Se quisermos, os 200 anos dizem respeito a uma multidão de brasileiros, mas não a todas as pessoas legitimamente vivendo no território a que chamamos Brasil. Para algumas pessoas, Portugal é um ocupador ao qual escaparam, ao qual resistiram, até 1822, bem como seguem resistindo ao poder que, pela mesma inspiração, os segue castrando e matando. Importa-me muito esta questão quando parece que o Governo brasileiro se prepara para uma evocação saudosista onde o colonizador volta a estar no centro do suspiro, recebendo um pedaço cadáver de um rei como se de um efectivo chefe de Estado se tratasse.
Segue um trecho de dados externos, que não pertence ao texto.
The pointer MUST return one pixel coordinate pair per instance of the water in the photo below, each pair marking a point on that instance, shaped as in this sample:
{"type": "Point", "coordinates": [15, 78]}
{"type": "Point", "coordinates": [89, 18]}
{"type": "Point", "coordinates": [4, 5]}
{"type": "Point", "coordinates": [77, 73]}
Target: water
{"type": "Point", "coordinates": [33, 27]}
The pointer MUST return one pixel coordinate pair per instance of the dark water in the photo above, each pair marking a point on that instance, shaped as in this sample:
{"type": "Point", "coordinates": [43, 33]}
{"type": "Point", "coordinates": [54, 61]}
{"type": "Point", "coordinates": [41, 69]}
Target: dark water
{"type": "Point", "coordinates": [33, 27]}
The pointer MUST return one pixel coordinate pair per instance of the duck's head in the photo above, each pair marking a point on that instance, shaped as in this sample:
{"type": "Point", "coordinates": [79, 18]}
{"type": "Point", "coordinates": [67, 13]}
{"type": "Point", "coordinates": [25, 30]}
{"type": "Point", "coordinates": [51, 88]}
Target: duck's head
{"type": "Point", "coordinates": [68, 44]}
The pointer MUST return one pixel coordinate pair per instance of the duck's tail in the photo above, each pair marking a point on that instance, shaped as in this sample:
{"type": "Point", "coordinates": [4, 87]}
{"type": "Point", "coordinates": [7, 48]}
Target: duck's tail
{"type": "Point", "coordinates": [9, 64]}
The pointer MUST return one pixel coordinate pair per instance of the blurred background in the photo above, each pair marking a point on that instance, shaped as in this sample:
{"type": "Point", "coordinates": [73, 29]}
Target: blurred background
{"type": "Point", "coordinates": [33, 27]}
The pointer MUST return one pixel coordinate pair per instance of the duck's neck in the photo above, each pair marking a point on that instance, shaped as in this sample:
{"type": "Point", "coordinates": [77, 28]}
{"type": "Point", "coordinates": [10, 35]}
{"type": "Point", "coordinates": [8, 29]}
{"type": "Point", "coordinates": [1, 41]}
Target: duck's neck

Se isto daria uma belíssima tragédia de Shakespeare, também é o quanto significa de mórbida vassalagem ao passado europeu, reiterando complexos que deviam ser eliminados em favor do esplendor do genuíno tropicalismo que o Brasil define e representa. Duzentos anos de independência deviam ser todos acerca de como as pessoas do Brasil não podiam ser criadas em outro lugar e têm tudo de maravilha para dar ao Mundo.
Com seu samba e seu sincretismo, com sua solaridade na linguagem e no gesto, com séculos livres onde Machado de Assis e Ignácio de Loyola Brandão, Villa-Lobos e Caetano Veloso, Portinari e Efrain Almeida, Ruth de Souza e Alice Wegmann já provaram até à náusea que vale a pena. Vale muito a pena. Que azar que tão belo aniversário caia na mão de um Governo de inspiração fascista, excludente, um Governo que reclama uma cidadania plena apenas para homens brancos e heteronormativados.
Que azar que se levante tão belo aniversário para uma festa humilhante onde o elogio das elites brancas que sempre dominaram será reiterado. Se querem mesmo celebrar o Brasil, um Brasil real e que contribui com o que nos falta a todos, então há que fazer apelo aos povos originários, aos negros, a todos quantos ali tiveram encontro e hoje se apresentam como uma receita de inesgotável valor humano, de admirável resistência. Esse é o Brasil que tem tudo para ensinar ao Mundo. E esse é que verdadeiramente representa independência. O outro correrá sempre o risco de ser sobretudo uma saudade da Europa. Por definição, não será independente.